More than 50 percent of all refugees today reside in urban areas.
They flock to cities like Nairobi, Cairo and Johannesburg seeking better opportunities and the chance to provide for themselves and their children—opportunities that are not available to them in the refugee camps.
And yet, the very opportunities they go to the cities to access are often elusive. Instead, they more often than not find themselves in the squalor of urban slums riddled with crime, where there are few services and fewer jobs.
Change in programming, however, has not kept pace with the change in policy. Governments still restrict refugees’ right to work, some still enforce an encampment policy, and service providers working with refugees in urban areas often implement programs more appropriate to camp-based models.
As a means of spurring change in practice and identifying additional research needs, the International Rescue Committee and the Women’s Refugee Commission organized a day-long workshop entitled “Urban Refugees Research Roundtable Discussion.” The roundtable brought together 20 key researchers and practitioners, including UNHCR, the Feinstein International Center at Tufts University, the Institute for the Study of International Migration at Georgetown University, and the African Center for Migration and Society at Witwatersrand University in Johannesburg.

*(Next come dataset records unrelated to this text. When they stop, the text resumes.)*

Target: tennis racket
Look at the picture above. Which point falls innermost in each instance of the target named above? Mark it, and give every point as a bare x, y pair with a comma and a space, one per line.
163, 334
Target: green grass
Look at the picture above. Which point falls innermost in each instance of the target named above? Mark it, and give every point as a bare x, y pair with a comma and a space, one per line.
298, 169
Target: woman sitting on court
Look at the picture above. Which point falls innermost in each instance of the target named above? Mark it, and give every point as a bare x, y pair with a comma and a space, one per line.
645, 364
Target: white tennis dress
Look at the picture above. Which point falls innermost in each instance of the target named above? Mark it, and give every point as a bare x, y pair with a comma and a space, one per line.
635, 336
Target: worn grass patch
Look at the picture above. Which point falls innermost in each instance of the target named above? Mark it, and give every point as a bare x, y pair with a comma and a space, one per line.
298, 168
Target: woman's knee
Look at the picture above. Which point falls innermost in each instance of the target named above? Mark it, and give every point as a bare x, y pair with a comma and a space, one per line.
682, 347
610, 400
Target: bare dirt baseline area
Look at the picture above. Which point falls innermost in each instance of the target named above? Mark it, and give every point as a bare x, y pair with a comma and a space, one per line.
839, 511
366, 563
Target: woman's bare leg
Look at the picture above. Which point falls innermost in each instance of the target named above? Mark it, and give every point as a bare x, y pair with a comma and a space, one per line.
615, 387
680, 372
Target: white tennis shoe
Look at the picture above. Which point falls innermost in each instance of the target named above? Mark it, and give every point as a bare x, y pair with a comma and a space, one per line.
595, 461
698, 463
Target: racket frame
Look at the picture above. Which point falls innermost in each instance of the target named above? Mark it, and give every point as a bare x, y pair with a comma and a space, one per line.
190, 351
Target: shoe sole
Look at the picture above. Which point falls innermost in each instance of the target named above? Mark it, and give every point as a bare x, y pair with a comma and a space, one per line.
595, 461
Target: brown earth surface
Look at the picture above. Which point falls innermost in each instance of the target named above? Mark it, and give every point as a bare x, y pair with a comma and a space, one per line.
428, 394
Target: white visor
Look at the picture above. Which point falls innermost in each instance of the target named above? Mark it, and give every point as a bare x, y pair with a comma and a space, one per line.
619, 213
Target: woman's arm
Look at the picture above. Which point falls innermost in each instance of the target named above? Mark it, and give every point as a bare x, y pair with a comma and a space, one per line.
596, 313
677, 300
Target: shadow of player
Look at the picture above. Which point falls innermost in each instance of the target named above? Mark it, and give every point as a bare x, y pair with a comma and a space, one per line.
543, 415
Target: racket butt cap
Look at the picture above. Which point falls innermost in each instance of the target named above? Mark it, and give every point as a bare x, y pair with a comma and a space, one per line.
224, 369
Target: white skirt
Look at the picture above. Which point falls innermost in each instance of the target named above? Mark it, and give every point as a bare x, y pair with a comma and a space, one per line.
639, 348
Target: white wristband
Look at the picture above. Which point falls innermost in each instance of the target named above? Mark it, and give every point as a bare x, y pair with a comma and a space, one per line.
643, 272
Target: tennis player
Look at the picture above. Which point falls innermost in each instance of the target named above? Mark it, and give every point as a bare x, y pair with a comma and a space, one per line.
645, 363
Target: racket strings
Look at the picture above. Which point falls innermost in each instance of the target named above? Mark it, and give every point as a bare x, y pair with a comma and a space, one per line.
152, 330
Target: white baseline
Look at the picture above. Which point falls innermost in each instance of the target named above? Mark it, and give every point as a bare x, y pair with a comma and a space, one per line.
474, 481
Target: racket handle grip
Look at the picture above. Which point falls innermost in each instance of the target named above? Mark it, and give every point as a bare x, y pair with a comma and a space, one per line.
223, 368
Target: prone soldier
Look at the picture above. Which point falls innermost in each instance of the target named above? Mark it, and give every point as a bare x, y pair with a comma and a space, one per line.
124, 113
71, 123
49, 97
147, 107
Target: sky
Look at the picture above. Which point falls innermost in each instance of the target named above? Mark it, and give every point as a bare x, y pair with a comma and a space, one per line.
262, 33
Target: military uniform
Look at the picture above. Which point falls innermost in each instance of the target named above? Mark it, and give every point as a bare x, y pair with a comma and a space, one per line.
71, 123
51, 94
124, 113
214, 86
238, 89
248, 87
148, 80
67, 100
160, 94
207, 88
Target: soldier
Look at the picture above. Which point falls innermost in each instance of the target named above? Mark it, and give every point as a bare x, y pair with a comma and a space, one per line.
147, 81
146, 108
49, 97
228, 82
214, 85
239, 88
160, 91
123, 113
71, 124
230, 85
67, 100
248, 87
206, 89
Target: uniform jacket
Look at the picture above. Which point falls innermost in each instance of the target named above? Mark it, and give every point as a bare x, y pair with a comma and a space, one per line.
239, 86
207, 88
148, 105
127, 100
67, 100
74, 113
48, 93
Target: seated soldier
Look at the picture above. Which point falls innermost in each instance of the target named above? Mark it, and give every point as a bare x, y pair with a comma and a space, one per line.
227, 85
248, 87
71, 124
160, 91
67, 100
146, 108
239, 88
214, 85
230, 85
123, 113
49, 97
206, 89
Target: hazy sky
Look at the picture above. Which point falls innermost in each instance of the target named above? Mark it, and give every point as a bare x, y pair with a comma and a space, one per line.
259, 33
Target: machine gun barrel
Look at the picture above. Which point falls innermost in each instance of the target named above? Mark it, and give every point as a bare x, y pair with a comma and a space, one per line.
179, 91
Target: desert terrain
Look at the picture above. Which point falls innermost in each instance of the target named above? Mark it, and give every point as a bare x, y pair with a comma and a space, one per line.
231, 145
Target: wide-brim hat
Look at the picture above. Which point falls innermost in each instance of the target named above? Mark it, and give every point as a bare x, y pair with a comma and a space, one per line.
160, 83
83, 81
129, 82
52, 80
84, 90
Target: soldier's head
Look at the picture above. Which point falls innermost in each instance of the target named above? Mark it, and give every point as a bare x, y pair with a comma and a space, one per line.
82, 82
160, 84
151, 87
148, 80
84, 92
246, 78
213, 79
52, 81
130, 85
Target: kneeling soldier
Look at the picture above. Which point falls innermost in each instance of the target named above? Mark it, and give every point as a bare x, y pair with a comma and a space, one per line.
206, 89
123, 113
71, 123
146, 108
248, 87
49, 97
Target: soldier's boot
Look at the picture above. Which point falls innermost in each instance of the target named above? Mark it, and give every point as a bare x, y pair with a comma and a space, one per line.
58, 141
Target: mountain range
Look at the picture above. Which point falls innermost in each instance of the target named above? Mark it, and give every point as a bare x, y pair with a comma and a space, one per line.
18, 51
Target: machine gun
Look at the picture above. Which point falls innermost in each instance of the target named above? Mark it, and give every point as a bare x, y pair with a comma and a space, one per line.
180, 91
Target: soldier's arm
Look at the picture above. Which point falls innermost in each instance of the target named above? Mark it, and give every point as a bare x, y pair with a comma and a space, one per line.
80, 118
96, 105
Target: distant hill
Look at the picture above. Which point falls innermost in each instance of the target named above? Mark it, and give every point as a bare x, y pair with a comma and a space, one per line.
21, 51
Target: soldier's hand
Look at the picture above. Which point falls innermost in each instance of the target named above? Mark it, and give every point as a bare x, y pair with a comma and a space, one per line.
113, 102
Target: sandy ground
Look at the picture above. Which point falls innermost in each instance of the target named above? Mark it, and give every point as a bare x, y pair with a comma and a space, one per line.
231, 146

An overarching theme that emerged was the need for new models and approaches for work with refugees in urban areas, including identifying and creating access for refugees into existing development and local programs that are already serving host community members. Advocacy efforts also require new strategies, such as going very local—targeting the ward leader, the police chief, the mayor and the high school principal rather than the Prime Minister and the Minister of Education. In addition, as old models that provide cash support and special programs for refugees are neither realistic nor sustainable for the ever-growing urban refugee populations, more emphasis needs to be placed on working with and through refugee self-help organizations, such as refugee churches and mosques, informal rotating savings and loan groups and mutual assistance associations.
Much remains to be learned about the new approaches required. What is clear, however, is that the existing camp-based models are neither appropriate nor desirable.